Saturday, 21 March 2015

Time Pressure

A buddy of mine was sharing some cool ideas for a new game when we got to talking about Time Pressure. "Blog post!” I thought!

Time Pressure in Games

If you think of classic games, like Chess, or Tennis, you'll find that most classic games have some sort of time pressure mechanic. A skilled player can apply this pressure to increase the number of “unforced errors” of their opponent.

A great example of time pressure in Ice Hockey is the “Power Play”. When a player commits a penalty, they're sent to the penalty box, giving a 5-4 player advantage on the ice to the other team. As the penalty timer ticks down to zero, the attacking team is under increasing pressure to score a goal and take advantage of the situation.

For a hockey fan, watching at home on TV, the “Power Play” also increases pressure. Either there will be a goal, or the attacking team will make a mistake and squander the opportunity. In either case, the pressure is on the spectator to keenly observe and interpret the action before the penalty clock runs down to zero.

In the casual games, “Dumb Ways To Die” and “WarioWare”, the player must complete amusing tasks, but under tighter and tighter time constraints. At least in the early stages of play, the player actions would be easy to do, if not for the added pressure that comes from the timer.

Curiously, in these types of games, as the player skill increases, the gameplay shifts and becomes more reaction and twitch based. When played at this level, the time pressure is almost completely removed. It's similar to the way the rich, multi layered time pressures in a game like Tennis are largely absent from Ping Pong, which is essentially the twitch-based version of the same game.

My mobile game, ScooterBoy, is a mashup between two popular genres, the endless runner and slicing games. The twist is that when the player slices a spore to get points and combos, the same action also causes ScooterBoy to jump/duck/change lanes. In essence, you're playing two different games simultaneously. For skilled ScooterBoy players, the endless runner determines the length of time for each game, while it's your ability to make combos in the slicing game which most affect your score. In this way, in ScooterBoy, the endless runner acts to apply time pressure on the slicing game.

Time Pressure == A Complication

The common theme across all of these games is that time pressure adds a complication to an already fun activity.

As a game designer, we can turn this observation inside out. If we know that adding time pressure is equivalent to adding a complication, then we are obliged to verify that our game design is still fun, even when the time pressure is removed.

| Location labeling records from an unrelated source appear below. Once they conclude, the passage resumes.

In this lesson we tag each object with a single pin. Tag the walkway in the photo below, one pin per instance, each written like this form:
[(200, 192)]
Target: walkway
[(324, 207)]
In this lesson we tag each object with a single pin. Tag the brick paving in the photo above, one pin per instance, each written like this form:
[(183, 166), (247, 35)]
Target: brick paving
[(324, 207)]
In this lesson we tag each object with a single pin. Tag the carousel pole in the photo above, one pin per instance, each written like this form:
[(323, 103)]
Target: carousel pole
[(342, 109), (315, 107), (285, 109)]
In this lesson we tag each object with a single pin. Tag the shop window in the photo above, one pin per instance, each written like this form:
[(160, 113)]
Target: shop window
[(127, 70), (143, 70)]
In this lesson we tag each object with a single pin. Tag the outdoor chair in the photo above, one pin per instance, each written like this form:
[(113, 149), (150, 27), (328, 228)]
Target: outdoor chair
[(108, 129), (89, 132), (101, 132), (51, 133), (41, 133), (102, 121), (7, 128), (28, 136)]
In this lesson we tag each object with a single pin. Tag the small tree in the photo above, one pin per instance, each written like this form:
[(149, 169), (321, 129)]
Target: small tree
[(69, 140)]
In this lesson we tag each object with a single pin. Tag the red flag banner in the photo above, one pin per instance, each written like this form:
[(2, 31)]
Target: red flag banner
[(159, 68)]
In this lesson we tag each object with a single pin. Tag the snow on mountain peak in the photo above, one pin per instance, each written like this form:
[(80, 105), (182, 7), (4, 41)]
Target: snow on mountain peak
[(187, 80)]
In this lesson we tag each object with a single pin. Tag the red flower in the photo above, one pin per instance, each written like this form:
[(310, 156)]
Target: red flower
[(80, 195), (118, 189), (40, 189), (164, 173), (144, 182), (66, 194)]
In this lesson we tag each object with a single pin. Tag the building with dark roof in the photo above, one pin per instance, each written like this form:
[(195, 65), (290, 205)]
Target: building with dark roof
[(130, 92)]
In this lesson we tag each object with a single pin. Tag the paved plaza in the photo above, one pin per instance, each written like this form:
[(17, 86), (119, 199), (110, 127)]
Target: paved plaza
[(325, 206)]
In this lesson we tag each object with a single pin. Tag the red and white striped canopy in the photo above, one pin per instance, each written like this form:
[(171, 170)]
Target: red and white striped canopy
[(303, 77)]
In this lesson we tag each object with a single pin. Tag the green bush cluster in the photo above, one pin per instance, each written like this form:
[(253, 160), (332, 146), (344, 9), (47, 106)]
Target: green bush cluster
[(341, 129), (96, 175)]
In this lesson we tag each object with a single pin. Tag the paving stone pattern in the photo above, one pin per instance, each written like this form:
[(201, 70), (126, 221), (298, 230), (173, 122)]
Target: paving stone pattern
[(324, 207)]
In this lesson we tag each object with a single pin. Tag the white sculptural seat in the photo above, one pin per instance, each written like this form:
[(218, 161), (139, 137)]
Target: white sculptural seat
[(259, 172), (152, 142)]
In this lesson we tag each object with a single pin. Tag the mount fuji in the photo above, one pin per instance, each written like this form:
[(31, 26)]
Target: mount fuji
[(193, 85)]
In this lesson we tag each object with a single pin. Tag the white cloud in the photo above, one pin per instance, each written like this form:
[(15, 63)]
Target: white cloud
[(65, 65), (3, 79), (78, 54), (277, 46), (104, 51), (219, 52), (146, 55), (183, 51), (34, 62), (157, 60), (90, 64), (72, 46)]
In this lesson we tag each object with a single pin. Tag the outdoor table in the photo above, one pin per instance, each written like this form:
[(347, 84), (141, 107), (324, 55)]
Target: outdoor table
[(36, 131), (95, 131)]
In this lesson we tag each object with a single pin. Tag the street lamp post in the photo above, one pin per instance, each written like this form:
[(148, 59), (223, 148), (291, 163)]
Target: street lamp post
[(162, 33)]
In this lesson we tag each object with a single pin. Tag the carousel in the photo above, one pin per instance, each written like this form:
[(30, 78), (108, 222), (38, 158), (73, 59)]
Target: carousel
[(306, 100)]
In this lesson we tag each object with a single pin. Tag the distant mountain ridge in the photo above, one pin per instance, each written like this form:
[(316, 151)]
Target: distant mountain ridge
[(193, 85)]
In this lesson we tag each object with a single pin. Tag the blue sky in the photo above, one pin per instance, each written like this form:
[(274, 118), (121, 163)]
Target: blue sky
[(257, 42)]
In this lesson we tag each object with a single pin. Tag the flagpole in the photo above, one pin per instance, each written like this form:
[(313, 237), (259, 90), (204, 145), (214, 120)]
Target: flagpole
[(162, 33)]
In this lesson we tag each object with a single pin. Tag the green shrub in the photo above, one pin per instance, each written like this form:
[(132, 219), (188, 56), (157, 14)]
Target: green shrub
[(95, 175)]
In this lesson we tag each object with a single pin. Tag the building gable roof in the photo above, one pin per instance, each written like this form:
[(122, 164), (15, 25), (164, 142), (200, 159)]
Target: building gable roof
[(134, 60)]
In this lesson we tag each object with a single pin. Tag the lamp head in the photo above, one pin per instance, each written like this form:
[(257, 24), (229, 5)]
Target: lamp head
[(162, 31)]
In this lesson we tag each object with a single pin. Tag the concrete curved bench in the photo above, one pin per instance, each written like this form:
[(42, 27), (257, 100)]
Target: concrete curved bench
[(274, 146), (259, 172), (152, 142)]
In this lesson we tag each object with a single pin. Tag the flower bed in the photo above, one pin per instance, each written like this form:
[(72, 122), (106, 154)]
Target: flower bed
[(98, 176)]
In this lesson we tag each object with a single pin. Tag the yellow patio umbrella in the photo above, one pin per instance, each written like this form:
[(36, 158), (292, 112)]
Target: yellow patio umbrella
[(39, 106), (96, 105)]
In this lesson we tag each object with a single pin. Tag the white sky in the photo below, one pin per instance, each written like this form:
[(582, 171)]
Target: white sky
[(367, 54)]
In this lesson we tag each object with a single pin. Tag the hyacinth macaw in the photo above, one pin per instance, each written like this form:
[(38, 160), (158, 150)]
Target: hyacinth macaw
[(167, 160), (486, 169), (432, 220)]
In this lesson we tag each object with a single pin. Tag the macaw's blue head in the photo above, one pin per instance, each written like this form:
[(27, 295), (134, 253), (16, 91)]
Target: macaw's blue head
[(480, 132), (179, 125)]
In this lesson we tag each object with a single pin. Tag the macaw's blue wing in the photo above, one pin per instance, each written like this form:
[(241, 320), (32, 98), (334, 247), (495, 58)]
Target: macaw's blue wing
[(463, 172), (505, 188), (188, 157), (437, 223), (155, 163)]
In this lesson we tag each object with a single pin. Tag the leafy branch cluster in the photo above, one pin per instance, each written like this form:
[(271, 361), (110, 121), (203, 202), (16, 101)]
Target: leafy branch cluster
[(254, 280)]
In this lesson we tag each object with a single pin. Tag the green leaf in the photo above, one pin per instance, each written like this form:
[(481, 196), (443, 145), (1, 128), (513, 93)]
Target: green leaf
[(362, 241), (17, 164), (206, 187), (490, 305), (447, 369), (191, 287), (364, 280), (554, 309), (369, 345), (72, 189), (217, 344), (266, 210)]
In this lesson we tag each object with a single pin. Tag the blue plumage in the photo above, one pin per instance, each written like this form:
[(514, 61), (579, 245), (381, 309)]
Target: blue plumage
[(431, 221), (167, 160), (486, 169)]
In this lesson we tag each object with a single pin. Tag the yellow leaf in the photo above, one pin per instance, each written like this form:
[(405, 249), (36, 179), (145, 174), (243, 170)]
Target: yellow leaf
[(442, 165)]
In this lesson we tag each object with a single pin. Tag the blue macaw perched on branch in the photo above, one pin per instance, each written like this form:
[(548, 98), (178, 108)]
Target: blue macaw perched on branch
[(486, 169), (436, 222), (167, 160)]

Indeed, if we're following the (so called) “Rational Game Design” principles, we should be able to strip our game down to it's core, removing all the complications... Then we add the complications back in, one at a time and in combinations, in order to maximise player enjoyment.

Under this framework, Time Pressure is just one of many different types of complications we could add, and this means (in general) we can assume a priori, that we could add and remove Time Pressure at any time to our game design, without affecting the strength of the design itself.

Phrased another way, Time Pressure acts as a multiplier to increases the intensity of your underlying experience.

Time Pressure and Difficulty

Lets drill down to the first few moments of your game. First impressions. In free-to-play, these first few minutes of gameplay is where you make or lose your players.

For players familiar with your genre, the time pressure does nothing. They zip through the first few levels with perfect scores, and your effort implementing and balancing the time pressure mechanic has contributed nothing.

For less skilled players, those unfamiliar with your genre, the time pressure adds confusion and failure, additional UI, and worst of all, the pressure increases unforced errors and perceived difficulty. All your hard work to implement time pressure serves to drive off more casual players.

A time-pressure mechanic (generally) makes things *harder* for weaker players, and leaves stronger players unchanged.

This is the exact opposite of how difficulty scaling is supposed to work.

You can compound this disaster by awarding the player a power-up for completing a level in a short amount of time. Here you are explicitly making the game easier for your most skilled players.

Sandbox games with broad market appeal, I'm thinking games like “Disney Infinity” and “Grand Theft Auto” here, commonly avoid these traps by making time pressure optional. There are timed challenges on the map which the player can initiate, but the player isn't required to complete them to advance the player's personal narrative.

Time Pressure as Exotic gameplay

So how do us Indies make time pressure fresh and original? We can take inspiration from some recent games which use the passage of time to completely subvert conventional notions of gameplay.

At first glance, “Braid” appears to be a platformer, but it's actually a puzzle game that explores all manner of time based mechanics.

I won't spoil it for you, but “Five Nights At Freddies” has some amazing time-pressure mechanics where the player has extremely minimal interaction with the game.

I'm sure there's lots more examples you can share with us in the comments below.

Time Pressure, it's been done! Time to do something different.